Friday, December 28, 2007

Wrap Rage

The AP reported on Christmas about a newly identified condition.

On Christmas morning, Lisa Addy's Orlando house resembles an assembly line. Her 5-year-old daughter unwraps a present, then hands it to Addy or her husband to open, a task that increasingly involves tools more suited for an electrician than a child.

"The worst I have found is the Barbies or any doll packaging," said Addy, 39. "Because they sew the hair to the box. You have to cut out the plastic things, so you get your wire cutters. And they have a wire wrapped around each wrist and ankle and sometimes around the body of the doll. I don't understand what the point is."

There's even a term for the anger and frustration that accompanies the bloody fingers, sore shoulders and teeth filled with plastic that come from trying to open these packages: "wrap rage."

"The challenge is how to have something that is easy to open but also hard to steal from," said Daniel Butler, vice president of merchandising and retail operations for the National Retail Federation. "It's a tough balance."

Yes, it must be a tough balance indeed, and they haven't got it right yet.

"Nothing is funny about seeing a grown woman leaving teeth marks in a toy package as the grandchild cries because Nana can't get the darn package open," Pat Northey, 58, a grandmother from Deltona, Fla., wrote in an e-mail. "I have had packages where even when you cut them with scissors, the package is so tight that when you pull them apart, you rip the flesh right out of your fingers."

Northey isn't alone. Injuries from plastic packaging and containers resulted in about 6,000 visits to the emergency room in 2006, according to the U.S. Consumer Product Safety Commission.

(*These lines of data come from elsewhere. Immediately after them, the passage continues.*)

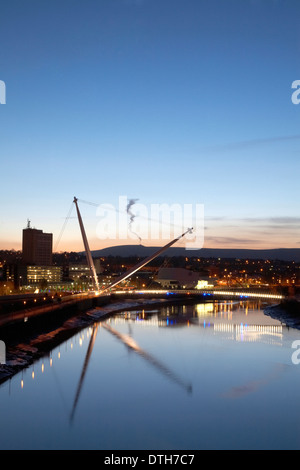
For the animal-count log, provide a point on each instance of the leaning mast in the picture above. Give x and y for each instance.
(89, 258)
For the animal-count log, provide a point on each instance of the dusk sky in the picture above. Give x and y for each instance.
(163, 101)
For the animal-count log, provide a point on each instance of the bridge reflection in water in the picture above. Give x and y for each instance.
(219, 321)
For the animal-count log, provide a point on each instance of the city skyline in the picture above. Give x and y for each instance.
(165, 102)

"Usually it's just a simple laceration of the hands," said Dr. Timothy Hendrix, the medical director for Florida Hospital CentraCare. "Sometimes they cut their hand deep enough to require sutures. Using a steak knife to pry it open probably isn't as good of an idea as using scissors."


Man, am I lucky my family got me what they did. So far, books and candy don't come in slasher clamshells.